Logistic Regression Models: The results for each of our logistic regression models are presented in Table 4.6 and Figure 4.7. Efficiency transformer designs: Performance metrics for each of our efficiency transformer designs are shown in Table 4.9.
Discussion
In Figure 4.12, I compare the micro-F1, precision and recall efficiency between the BERT-based models and the effective transformer models. As described in Section 4.1.8, the BiLSTM models using our custom spherical embeddings and the spherical embeddings trained on the English Wikipedia converged only after increasing the learning rate. BERT-based models: For binary and multi-label classification, I consistently found that our custom RadBERT model outperformed the base BERT model and the BlueBERT model.

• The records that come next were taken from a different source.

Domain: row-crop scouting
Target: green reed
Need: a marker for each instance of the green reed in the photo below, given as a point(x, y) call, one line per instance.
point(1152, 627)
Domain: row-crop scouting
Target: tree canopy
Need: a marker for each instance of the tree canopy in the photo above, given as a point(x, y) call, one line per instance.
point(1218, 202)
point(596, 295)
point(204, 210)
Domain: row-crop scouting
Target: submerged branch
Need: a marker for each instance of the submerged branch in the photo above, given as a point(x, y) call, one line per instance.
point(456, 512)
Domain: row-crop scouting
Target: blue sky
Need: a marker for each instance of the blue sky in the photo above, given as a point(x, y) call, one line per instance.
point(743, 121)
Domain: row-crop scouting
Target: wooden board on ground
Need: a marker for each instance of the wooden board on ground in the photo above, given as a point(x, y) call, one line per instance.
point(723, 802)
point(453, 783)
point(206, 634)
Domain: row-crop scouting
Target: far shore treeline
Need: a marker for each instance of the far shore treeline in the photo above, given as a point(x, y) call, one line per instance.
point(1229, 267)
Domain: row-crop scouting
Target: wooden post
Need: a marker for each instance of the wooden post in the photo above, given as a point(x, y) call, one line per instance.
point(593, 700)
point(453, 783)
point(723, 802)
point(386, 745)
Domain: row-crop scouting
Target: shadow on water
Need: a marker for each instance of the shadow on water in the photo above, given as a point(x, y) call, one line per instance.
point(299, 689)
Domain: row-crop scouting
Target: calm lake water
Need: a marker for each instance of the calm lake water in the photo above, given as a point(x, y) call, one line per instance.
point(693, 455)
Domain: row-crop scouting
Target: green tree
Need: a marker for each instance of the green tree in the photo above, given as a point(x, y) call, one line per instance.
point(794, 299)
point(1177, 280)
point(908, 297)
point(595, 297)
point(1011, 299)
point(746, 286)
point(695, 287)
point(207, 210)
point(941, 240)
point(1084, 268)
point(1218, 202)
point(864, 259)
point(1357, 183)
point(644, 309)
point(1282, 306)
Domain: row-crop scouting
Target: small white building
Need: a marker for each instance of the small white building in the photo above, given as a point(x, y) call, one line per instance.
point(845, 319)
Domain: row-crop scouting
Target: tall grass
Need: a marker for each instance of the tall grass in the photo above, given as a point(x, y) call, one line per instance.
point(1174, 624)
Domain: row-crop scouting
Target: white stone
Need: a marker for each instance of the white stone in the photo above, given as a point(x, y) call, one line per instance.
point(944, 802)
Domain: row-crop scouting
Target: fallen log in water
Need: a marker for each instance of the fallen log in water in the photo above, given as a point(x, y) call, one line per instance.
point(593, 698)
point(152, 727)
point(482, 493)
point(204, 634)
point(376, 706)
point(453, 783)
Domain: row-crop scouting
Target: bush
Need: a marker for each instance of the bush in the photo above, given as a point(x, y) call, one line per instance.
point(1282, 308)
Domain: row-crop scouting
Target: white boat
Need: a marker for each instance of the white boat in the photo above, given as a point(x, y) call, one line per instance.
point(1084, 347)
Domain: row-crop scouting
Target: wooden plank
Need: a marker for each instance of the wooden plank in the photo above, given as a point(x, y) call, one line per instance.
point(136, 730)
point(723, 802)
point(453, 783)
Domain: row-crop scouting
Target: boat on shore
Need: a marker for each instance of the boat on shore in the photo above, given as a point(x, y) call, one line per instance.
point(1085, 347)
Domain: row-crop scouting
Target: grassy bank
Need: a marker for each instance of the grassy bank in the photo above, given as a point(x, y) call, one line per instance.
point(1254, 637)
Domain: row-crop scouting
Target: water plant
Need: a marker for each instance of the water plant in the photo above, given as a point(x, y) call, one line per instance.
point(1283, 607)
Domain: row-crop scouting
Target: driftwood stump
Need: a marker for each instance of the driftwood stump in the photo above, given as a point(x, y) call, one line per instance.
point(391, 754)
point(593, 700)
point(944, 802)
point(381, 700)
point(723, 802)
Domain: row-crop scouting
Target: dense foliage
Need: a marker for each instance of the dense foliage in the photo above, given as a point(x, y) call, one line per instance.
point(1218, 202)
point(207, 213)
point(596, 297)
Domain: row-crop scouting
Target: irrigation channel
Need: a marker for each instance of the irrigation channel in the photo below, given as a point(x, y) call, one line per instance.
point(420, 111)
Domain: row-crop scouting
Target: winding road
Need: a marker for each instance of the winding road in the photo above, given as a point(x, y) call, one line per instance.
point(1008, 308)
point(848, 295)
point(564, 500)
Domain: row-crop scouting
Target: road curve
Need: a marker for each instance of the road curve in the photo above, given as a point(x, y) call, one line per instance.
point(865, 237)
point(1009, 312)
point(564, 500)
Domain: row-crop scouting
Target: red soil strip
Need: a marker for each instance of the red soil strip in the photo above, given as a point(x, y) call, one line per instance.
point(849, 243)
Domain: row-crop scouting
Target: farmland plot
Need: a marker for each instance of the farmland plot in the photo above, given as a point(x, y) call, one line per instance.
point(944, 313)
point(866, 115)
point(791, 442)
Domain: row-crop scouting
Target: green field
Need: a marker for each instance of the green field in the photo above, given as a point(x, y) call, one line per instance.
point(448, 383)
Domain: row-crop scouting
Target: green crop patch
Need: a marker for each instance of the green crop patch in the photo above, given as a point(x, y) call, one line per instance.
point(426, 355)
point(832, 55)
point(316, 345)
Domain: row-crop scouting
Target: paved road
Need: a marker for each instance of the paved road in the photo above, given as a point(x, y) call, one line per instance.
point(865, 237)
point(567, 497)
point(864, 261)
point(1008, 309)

Efficient Transformer Models: Our efficient transformer models are the Longformer model equivalent of the BERT-based models: basic, BERT without case, BlueBERT and our custom RadBERT model. As expected, BiLSTM models trained faster than the BERT-based and Efficient Transformer models.
Conclusion
A Generalized Natural-Language Text Processor for Clinical Radiology." Journal of the American Medical Informatics Association. Proceedings of the 56th Annual Meeting of the Society for Computational Linguistics (Volume 1: Long Papers). In. Extending a radiology lexicon through contextual patterns in using radiology reports." Journal of the American Medical Informatics Association.
CLAMP – a toolkit for efficiently building personalized natural language processing clinical pipelines.” Journal of the American Medical Informatics Association. Identification of Patient Smoking Status from Discharge Medical Records.” Journal of the American Medical Informatics Association.